Here’s how you can earn a higher income with ETFs: 


Equity ETFs

While many investors are looking for stockmarket growth from ETFs, there are also equity ETFs which focus on shares that pay high dividends. 

For example, iShares UK Dividend (ticker IUKD) invests in the shares of 50 high-yielding UK companies such as Imperial Brands, Legal & General and BP. 

The ETF offers dividend income of 6.3% a year, which it pays out quarterly. 

And while the UK’s stock market is known for having companies that pay attractive dividends, there are also ETFs investing in overseas markets that offer good incomes. 

For example, Vanguard FTSE All‑World High Dividend Yield (ticker: VHYL) invests in more than 1,000 companies around the world that pay higher-than-average dividends, and offers a 3.6% yield. 


Bond ETFs

Bond ETFs can be a good source of high income, with those investing in emerging markets or other higher risk bonds potentially yielding over 5% a year. 

For example, UBS Emerging Markets Sovereign Bonds (ticker SBEG) yields 6.2%, while XTrackers USD High Yield Corporate Bond (ticker XUHY) yields 5.7%. 

The former distributes income twice yearly, the latter quarterly.
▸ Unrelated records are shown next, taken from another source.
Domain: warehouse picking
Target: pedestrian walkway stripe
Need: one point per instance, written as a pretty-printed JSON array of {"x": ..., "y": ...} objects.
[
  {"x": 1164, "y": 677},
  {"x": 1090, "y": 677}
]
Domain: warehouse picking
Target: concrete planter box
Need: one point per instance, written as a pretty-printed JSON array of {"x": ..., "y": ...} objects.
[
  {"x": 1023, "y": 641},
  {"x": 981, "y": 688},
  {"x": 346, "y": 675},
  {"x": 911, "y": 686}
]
There are also bond ETFs that pay a monthly income.


Property ETFs

Property ETFs, also called Real Estate ETFs, can be another source of cash-beating income. 

Typically, their payouts come from dividends earned from investing in property shares and Real Estate Investment Trusts (REITs). 
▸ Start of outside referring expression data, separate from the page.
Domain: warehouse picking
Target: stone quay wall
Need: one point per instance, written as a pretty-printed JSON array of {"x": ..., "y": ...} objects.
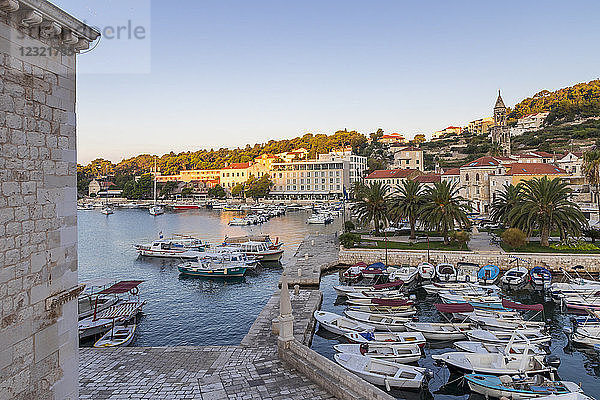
[
  {"x": 554, "y": 262},
  {"x": 38, "y": 221}
]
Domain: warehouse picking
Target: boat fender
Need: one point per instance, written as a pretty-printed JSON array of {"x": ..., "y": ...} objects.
[{"x": 552, "y": 361}]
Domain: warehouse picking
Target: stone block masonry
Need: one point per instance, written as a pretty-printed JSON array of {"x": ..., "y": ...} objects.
[{"x": 38, "y": 222}]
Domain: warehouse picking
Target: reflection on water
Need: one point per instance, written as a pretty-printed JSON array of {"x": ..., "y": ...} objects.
[
  {"x": 577, "y": 364},
  {"x": 185, "y": 310}
]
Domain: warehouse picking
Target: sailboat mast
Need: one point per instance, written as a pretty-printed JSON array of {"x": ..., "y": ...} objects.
[{"x": 155, "y": 181}]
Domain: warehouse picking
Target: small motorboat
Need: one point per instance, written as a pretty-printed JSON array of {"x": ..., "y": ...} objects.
[
  {"x": 355, "y": 271},
  {"x": 107, "y": 210},
  {"x": 401, "y": 311},
  {"x": 497, "y": 363},
  {"x": 426, "y": 271},
  {"x": 541, "y": 278},
  {"x": 530, "y": 336},
  {"x": 488, "y": 274},
  {"x": 405, "y": 353},
  {"x": 119, "y": 335},
  {"x": 519, "y": 388},
  {"x": 340, "y": 325},
  {"x": 386, "y": 337},
  {"x": 382, "y": 372},
  {"x": 380, "y": 322},
  {"x": 406, "y": 274},
  {"x": 211, "y": 268},
  {"x": 516, "y": 277},
  {"x": 439, "y": 331},
  {"x": 483, "y": 348},
  {"x": 446, "y": 272},
  {"x": 467, "y": 272}
]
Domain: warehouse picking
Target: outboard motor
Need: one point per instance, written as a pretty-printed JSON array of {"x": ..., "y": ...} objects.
[{"x": 552, "y": 361}]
For example, iShares European Property Yield (ticker IPRP) offers 2.8% income a year, while VanEck Global Real Estate (ticker TREG) yields 2.4%. The former pays dividends three times a year, the latter pays quarterly. 


Distributing v Accumulating

If you want the income that an ETF earns from its holdings paid out to you, ensure you choose a ‘distributing’ ETF. 

By contrast, an ‘accumulating’ ETF automatically reinvests its income in its holdings, boosting your longer-term returns. 

Some ETFs come in a choice of distributing and accumulating versions. 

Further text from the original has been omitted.